À l’instar d’autres psychédéliques, comme le MDMA utilisé avec succès pour soigner les états de stress post-traumatique, le LSD présente un potentiel psychothérapeutique. Celui-ci a été notamment étudié dans le contexte des soins palliatifs (Gasser, 2014) et dans la prise en charge de patients présentant un problème d’alcool (Mangini, 1998). Certes son usage peut être détourné et il comporte, comme la plupart des médicaments, des effets secondaires dangereux. Mais ces raisons suffisent-elles à exclure la perspective bien réelle d’une nouvelle thérapeutique destinées à des patients en souffrance peu réceptifs aux traitements actuellement disponibles ? Le cadre juridique aujourd’hui en vigueur fait en tous cas obstacle à la prescription de LSD, y compris dans le cadre limité d’une autorisation temporaire d’utilisation nominative. Absent de la pharmacopée française et de la pharmacopée européenne, le lysergide est inscrit à l’annexe III de l’arrêté du 22 février 1990, fixant la liste des substances classées comme stupéfiants. En application de l’article R5132-84 du Code de la Santé Publique, un arrêté du ministre chargé de la santé, en date du 10 septembre 1992, interdit sa fabrication, sa mise sur le marché et son emploi.
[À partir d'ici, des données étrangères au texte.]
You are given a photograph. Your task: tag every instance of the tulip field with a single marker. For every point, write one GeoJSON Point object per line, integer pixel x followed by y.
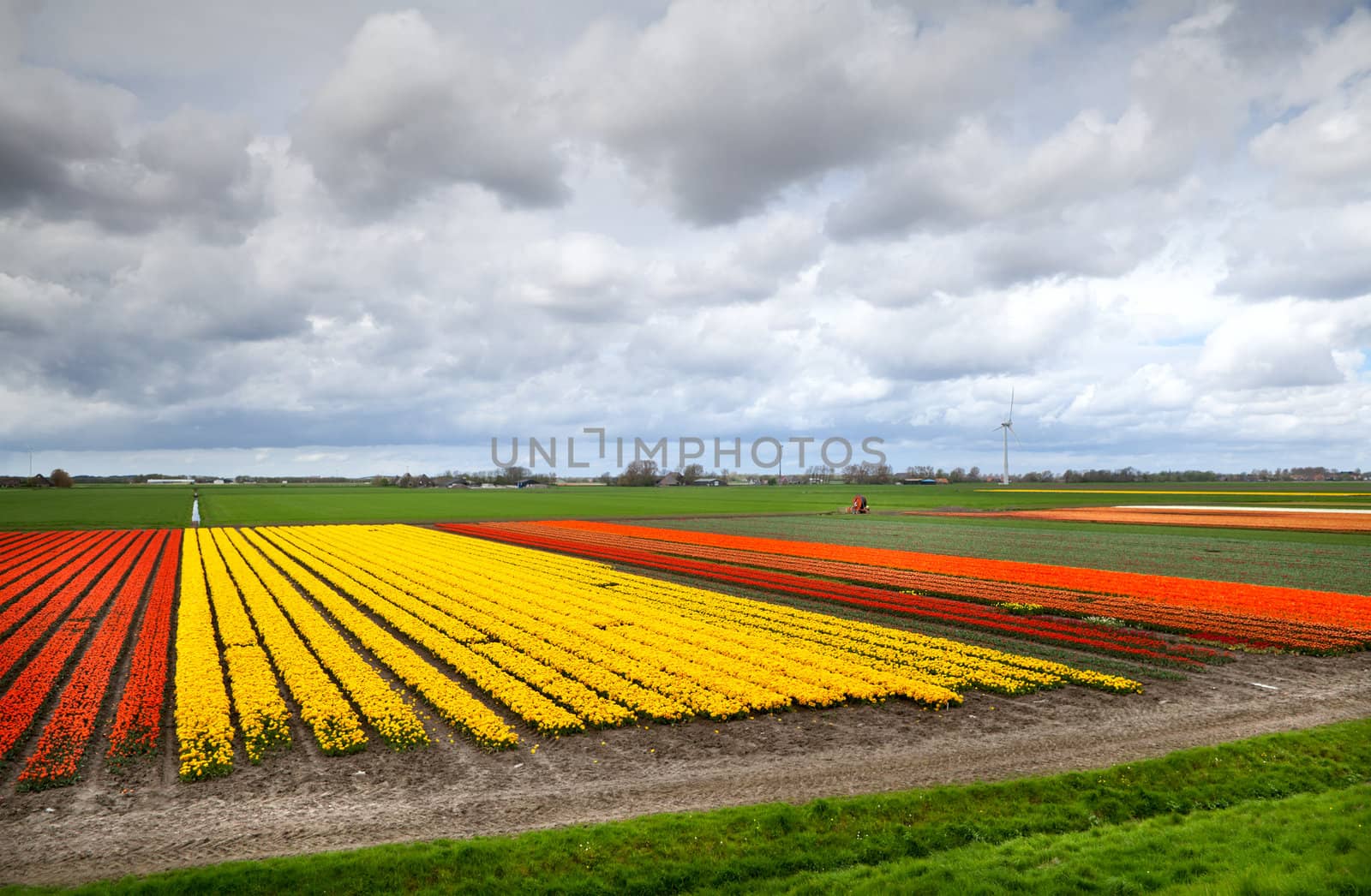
{"type": "Point", "coordinates": [239, 642]}
{"type": "Point", "coordinates": [356, 635]}
{"type": "Point", "coordinates": [986, 594]}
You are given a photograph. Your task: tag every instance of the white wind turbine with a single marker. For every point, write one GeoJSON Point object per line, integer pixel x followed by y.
{"type": "Point", "coordinates": [1008, 427]}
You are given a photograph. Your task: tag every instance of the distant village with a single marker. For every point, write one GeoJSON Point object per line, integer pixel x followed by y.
{"type": "Point", "coordinates": [646, 473]}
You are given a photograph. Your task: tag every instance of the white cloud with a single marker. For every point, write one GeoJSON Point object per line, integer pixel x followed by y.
{"type": "Point", "coordinates": [411, 110]}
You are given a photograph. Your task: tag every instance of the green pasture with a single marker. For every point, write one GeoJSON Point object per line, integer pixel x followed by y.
{"type": "Point", "coordinates": [1292, 559]}
{"type": "Point", "coordinates": [1275, 814]}
{"type": "Point", "coordinates": [114, 505]}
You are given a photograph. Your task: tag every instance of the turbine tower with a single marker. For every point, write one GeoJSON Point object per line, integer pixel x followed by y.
{"type": "Point", "coordinates": [1008, 427]}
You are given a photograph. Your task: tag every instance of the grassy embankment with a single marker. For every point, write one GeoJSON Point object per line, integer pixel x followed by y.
{"type": "Point", "coordinates": [1284, 813]}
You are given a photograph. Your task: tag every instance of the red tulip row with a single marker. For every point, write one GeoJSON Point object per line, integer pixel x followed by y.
{"type": "Point", "coordinates": [62, 564]}
{"type": "Point", "coordinates": [1292, 605]}
{"type": "Point", "coordinates": [20, 551]}
{"type": "Point", "coordinates": [1208, 625]}
{"type": "Point", "coordinates": [137, 724]}
{"type": "Point", "coordinates": [31, 690]}
{"type": "Point", "coordinates": [51, 606]}
{"type": "Point", "coordinates": [1064, 632]}
{"type": "Point", "coordinates": [58, 756]}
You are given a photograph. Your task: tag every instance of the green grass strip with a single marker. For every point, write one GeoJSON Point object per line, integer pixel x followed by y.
{"type": "Point", "coordinates": [1313, 843]}
{"type": "Point", "coordinates": [751, 847]}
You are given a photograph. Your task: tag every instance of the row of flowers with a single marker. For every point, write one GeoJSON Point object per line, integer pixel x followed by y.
{"type": "Point", "coordinates": [203, 726]}
{"type": "Point", "coordinates": [25, 573]}
{"type": "Point", "coordinates": [527, 702]}
{"type": "Point", "coordinates": [939, 660]}
{"type": "Point", "coordinates": [41, 607]}
{"type": "Point", "coordinates": [381, 704]}
{"type": "Point", "coordinates": [262, 714]}
{"type": "Point", "coordinates": [979, 591]}
{"type": "Point", "coordinates": [21, 550]}
{"type": "Point", "coordinates": [39, 677]}
{"type": "Point", "coordinates": [322, 708]}
{"type": "Point", "coordinates": [449, 699]}
{"type": "Point", "coordinates": [1293, 605]}
{"type": "Point", "coordinates": [459, 618]}
{"type": "Point", "coordinates": [58, 756]}
{"type": "Point", "coordinates": [1062, 632]}
{"type": "Point", "coordinates": [623, 622]}
{"type": "Point", "coordinates": [523, 606]}
{"type": "Point", "coordinates": [1230, 628]}
{"type": "Point", "coordinates": [137, 722]}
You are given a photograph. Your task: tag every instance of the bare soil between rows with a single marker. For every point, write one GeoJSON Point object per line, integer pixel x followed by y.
{"type": "Point", "coordinates": [144, 820]}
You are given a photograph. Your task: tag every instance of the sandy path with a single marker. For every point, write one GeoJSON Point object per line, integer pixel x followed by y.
{"type": "Point", "coordinates": [146, 821]}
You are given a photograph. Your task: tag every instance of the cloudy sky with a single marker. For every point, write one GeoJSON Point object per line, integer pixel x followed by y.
{"type": "Point", "coordinates": [339, 237]}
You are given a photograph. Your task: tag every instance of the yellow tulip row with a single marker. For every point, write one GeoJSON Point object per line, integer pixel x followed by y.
{"type": "Point", "coordinates": [383, 708]}
{"type": "Point", "coordinates": [550, 594]}
{"type": "Point", "coordinates": [322, 708]}
{"type": "Point", "coordinates": [262, 713]}
{"type": "Point", "coordinates": [475, 617]}
{"type": "Point", "coordinates": [948, 666]}
{"type": "Point", "coordinates": [586, 640]}
{"type": "Point", "coordinates": [747, 676]}
{"type": "Point", "coordinates": [203, 728]}
{"type": "Point", "coordinates": [452, 702]}
{"type": "Point", "coordinates": [960, 665]}
{"type": "Point", "coordinates": [528, 703]}
{"type": "Point", "coordinates": [925, 683]}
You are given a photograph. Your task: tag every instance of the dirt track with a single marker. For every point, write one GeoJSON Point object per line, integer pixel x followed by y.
{"type": "Point", "coordinates": [147, 821]}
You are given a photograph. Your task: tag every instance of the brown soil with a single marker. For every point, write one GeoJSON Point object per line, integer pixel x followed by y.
{"type": "Point", "coordinates": [144, 820]}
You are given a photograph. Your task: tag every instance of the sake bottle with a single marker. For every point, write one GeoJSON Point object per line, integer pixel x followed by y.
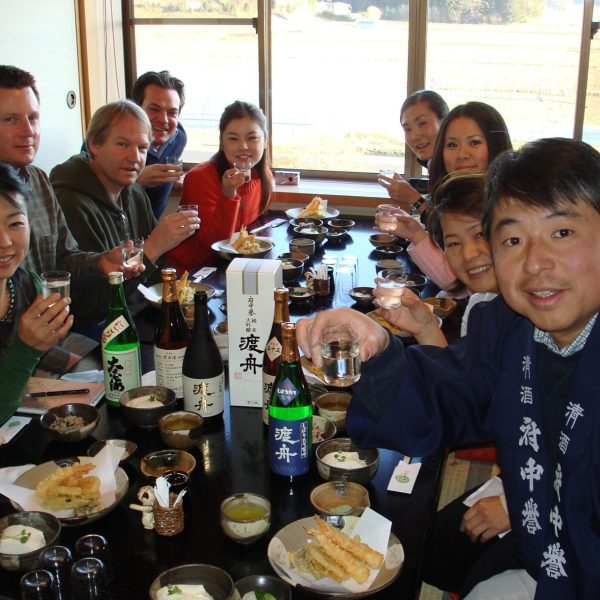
{"type": "Point", "coordinates": [203, 374]}
{"type": "Point", "coordinates": [290, 412]}
{"type": "Point", "coordinates": [171, 337]}
{"type": "Point", "coordinates": [121, 358]}
{"type": "Point", "coordinates": [273, 348]}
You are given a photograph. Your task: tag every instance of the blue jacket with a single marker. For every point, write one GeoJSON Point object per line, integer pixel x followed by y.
{"type": "Point", "coordinates": [485, 386]}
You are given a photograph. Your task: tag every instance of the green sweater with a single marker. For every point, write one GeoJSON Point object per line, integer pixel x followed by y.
{"type": "Point", "coordinates": [98, 225]}
{"type": "Point", "coordinates": [18, 360]}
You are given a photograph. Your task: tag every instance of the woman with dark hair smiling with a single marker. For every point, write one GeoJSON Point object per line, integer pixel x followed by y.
{"type": "Point", "coordinates": [227, 197]}
{"type": "Point", "coordinates": [470, 137]}
{"type": "Point", "coordinates": [29, 324]}
{"type": "Point", "coordinates": [420, 116]}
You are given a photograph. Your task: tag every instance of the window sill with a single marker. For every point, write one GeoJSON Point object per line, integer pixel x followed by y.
{"type": "Point", "coordinates": [350, 197]}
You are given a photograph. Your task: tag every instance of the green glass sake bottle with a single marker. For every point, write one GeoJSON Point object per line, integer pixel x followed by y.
{"type": "Point", "coordinates": [290, 412]}
{"type": "Point", "coordinates": [121, 357]}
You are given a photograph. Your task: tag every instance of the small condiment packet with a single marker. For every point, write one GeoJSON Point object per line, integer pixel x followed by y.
{"type": "Point", "coordinates": [149, 294]}
{"type": "Point", "coordinates": [405, 474]}
{"type": "Point", "coordinates": [161, 491]}
{"type": "Point", "coordinates": [203, 273]}
{"type": "Point", "coordinates": [11, 428]}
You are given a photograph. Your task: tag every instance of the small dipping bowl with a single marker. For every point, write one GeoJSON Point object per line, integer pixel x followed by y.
{"type": "Point", "coordinates": [343, 470]}
{"type": "Point", "coordinates": [216, 582]}
{"type": "Point", "coordinates": [338, 224]}
{"type": "Point", "coordinates": [180, 429]}
{"type": "Point", "coordinates": [147, 417]}
{"type": "Point", "coordinates": [291, 269]}
{"type": "Point", "coordinates": [269, 584]}
{"type": "Point", "coordinates": [297, 255]}
{"type": "Point", "coordinates": [159, 462]}
{"type": "Point", "coordinates": [67, 412]}
{"type": "Point", "coordinates": [312, 232]}
{"type": "Point", "coordinates": [305, 222]}
{"type": "Point", "coordinates": [48, 524]}
{"type": "Point", "coordinates": [303, 245]}
{"type": "Point", "coordinates": [245, 517]}
{"type": "Point", "coordinates": [333, 406]}
{"type": "Point", "coordinates": [340, 498]}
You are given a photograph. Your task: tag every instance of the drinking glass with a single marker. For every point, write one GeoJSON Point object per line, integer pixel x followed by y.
{"type": "Point", "coordinates": [88, 580]}
{"type": "Point", "coordinates": [186, 207]}
{"type": "Point", "coordinates": [340, 353]}
{"type": "Point", "coordinates": [387, 217]}
{"type": "Point", "coordinates": [245, 167]}
{"type": "Point", "coordinates": [57, 560]}
{"type": "Point", "coordinates": [56, 281]}
{"type": "Point", "coordinates": [37, 585]}
{"type": "Point", "coordinates": [132, 252]}
{"type": "Point", "coordinates": [390, 290]}
{"type": "Point", "coordinates": [96, 546]}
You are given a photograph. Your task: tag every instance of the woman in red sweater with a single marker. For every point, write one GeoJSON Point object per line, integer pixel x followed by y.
{"type": "Point", "coordinates": [226, 198]}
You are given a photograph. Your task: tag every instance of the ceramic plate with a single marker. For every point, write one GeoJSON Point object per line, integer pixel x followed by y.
{"type": "Point", "coordinates": [157, 291]}
{"type": "Point", "coordinates": [225, 250]}
{"type": "Point", "coordinates": [31, 478]}
{"type": "Point", "coordinates": [293, 536]}
{"type": "Point", "coordinates": [293, 213]}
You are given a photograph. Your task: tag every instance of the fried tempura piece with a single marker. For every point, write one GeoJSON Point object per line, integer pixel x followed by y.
{"type": "Point", "coordinates": [323, 564]}
{"type": "Point", "coordinates": [340, 557]}
{"type": "Point", "coordinates": [68, 487]}
{"type": "Point", "coordinates": [245, 243]}
{"type": "Point", "coordinates": [354, 546]}
{"type": "Point", "coordinates": [314, 208]}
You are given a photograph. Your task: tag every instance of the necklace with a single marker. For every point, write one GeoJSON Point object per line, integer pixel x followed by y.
{"type": "Point", "coordinates": [11, 301]}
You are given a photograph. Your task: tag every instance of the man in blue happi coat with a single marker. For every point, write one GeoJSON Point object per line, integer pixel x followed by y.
{"type": "Point", "coordinates": [527, 375]}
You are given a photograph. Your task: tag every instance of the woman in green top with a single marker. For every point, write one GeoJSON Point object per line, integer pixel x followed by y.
{"type": "Point", "coordinates": [29, 324]}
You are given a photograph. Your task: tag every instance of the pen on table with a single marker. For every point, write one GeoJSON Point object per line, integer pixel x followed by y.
{"type": "Point", "coordinates": [59, 393]}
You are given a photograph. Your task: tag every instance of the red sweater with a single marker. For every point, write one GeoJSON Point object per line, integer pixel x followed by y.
{"type": "Point", "coordinates": [220, 216]}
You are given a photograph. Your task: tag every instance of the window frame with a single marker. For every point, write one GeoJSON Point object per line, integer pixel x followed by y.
{"type": "Point", "coordinates": [417, 52]}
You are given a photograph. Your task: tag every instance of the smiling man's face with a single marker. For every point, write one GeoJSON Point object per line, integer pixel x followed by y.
{"type": "Point", "coordinates": [547, 263]}
{"type": "Point", "coordinates": [19, 126]}
{"type": "Point", "coordinates": [162, 107]}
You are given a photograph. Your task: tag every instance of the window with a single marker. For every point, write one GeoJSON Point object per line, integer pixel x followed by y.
{"type": "Point", "coordinates": [339, 72]}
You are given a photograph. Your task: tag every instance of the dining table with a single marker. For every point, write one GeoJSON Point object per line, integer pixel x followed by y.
{"type": "Point", "coordinates": [232, 456]}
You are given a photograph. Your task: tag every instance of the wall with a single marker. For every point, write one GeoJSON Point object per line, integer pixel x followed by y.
{"type": "Point", "coordinates": [102, 56]}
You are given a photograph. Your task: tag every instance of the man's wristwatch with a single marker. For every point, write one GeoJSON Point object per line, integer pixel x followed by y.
{"type": "Point", "coordinates": [415, 207]}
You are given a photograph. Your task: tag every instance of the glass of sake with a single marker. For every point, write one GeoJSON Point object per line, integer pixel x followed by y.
{"type": "Point", "coordinates": [390, 289]}
{"type": "Point", "coordinates": [387, 217]}
{"type": "Point", "coordinates": [340, 354]}
{"type": "Point", "coordinates": [56, 281]}
{"type": "Point", "coordinates": [132, 252]}
{"type": "Point", "coordinates": [245, 167]}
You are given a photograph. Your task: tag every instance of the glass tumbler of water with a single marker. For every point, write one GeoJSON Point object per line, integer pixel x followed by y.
{"type": "Point", "coordinates": [56, 281]}
{"type": "Point", "coordinates": [340, 353]}
{"type": "Point", "coordinates": [387, 217]}
{"type": "Point", "coordinates": [132, 252]}
{"type": "Point", "coordinates": [245, 167]}
{"type": "Point", "coordinates": [390, 290]}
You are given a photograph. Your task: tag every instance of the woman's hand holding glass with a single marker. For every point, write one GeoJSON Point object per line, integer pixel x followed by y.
{"type": "Point", "coordinates": [398, 189]}
{"type": "Point", "coordinates": [45, 322]}
{"type": "Point", "coordinates": [406, 226]}
{"type": "Point", "coordinates": [233, 178]}
{"type": "Point", "coordinates": [409, 314]}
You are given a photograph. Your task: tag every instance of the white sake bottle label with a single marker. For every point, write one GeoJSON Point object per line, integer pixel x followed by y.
{"type": "Point", "coordinates": [121, 373]}
{"type": "Point", "coordinates": [168, 364]}
{"type": "Point", "coordinates": [204, 396]}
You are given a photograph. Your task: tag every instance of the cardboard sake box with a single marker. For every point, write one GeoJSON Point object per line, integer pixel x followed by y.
{"type": "Point", "coordinates": [250, 307]}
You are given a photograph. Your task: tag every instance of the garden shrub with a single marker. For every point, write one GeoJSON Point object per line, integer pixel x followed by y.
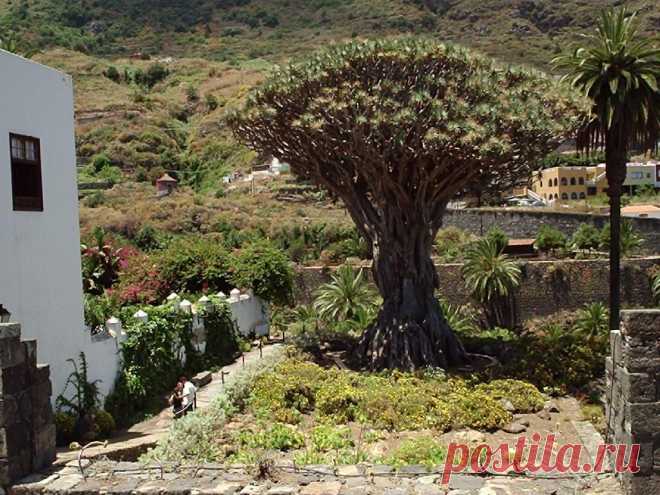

L’interdit légal qui frappe le LSD n’exclut pas, en théorie, toute exploration scientifique puisque des dérogations peuvent y être apportées, pour mener des essais cliniques, par le directeur général de l’Agence nationale de sécurité du médicament et des produits de santé. Mais la voie est si étroite qu’en pratique, la recherche sur le lysergide a été complètement abandonnée en France. Lancée dans les années 1950 par l’équipe du Professeur Jean Delay, au laboratoire de psychologie de l’hôpital Sainte-Anne, elle s’est arrêtée dans les années 1960. Et à l’exception de la thèse de Claude Olievenstein en 1967, très peu de travaux lui ont été consacrés depuis. Mais le contexte sociopolitique des années 60 qui a mené à son interdiction et condamné son potentiel thérapeutique a changé. Qu’ils aient été ou non hippies, les baby-boomers vieillissant peuvent à bon droit espérer qu’à la faveur du développement des soins palliatifs et des programmes de lutte contre l’alcoolisme, l’acide lysergique diéthylamide retrouve une légitimité thérapeutique.